According to Statistics Canada, manufacturing sales fell 2.1 percent to $57.1 billion in April, on lower sales in 11 of 21 industries. Much of the decline was attributable to lower sales of transportation equipment and petroleum and coal products.
Manufacturing sales excluding the transportation equipment industry increased 1.5 percent in April, the 12th consecutive monthly gain.
Total inventories rose 0.8 percent to $89.2 billion in April on higher inventories of machinery (+5.0 percent), motor vehicles (+8.7 percent) and food (+1.5 percent). Inventories were down in the aerospace product and parts (-2.2 percent) and the non-metallic mineral product (-7.5 percent) industries.
The inventory-to-sales ratio increased from 1.52 in March to 1.56 in April. The ratio measures the time, in months, that would be required to exhaust inventories if sales were to remain at their current level.
Unfilled orders edged down 0.1 percent to $87.0 billion in April on lower unfilled orders of aerospace products and parts (-1.2 percent) and computer and electronic products (-6.1 percent). On a year-over-year basis, unfilled orders were down 11.4 percent.

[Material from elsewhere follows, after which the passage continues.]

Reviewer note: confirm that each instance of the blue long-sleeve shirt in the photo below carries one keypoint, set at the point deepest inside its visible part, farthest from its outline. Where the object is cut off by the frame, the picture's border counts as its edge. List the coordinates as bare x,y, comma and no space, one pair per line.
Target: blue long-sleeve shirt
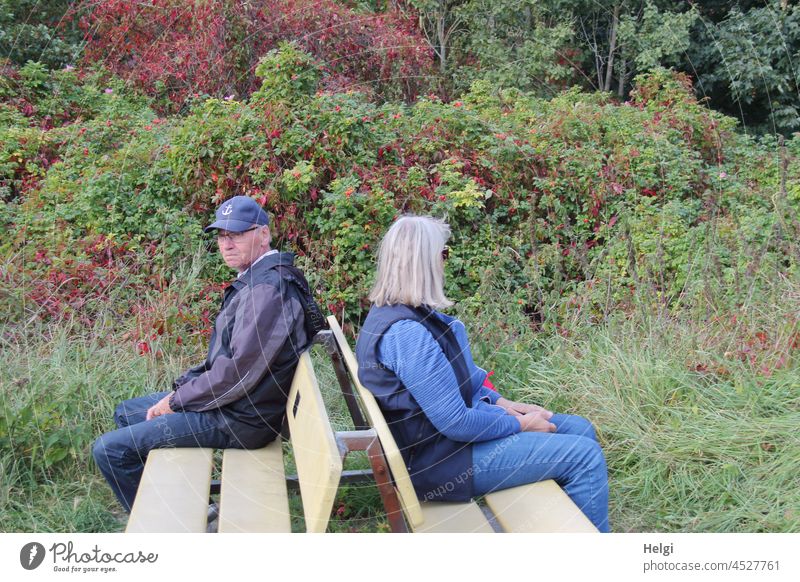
411,352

The total value of new orders decreased 2.5 percent to $57.0 billion in April, driven by lower new orders in the transportation equipment industry (-20.8 percent). New orders rose 8.5 percent at chemical manufacturers.
The capacity utilization rate (not seasonally adjusted) for the total manufacturing sector fell from 80.1 percent in March to 75.6 percent in April, driven by lower production.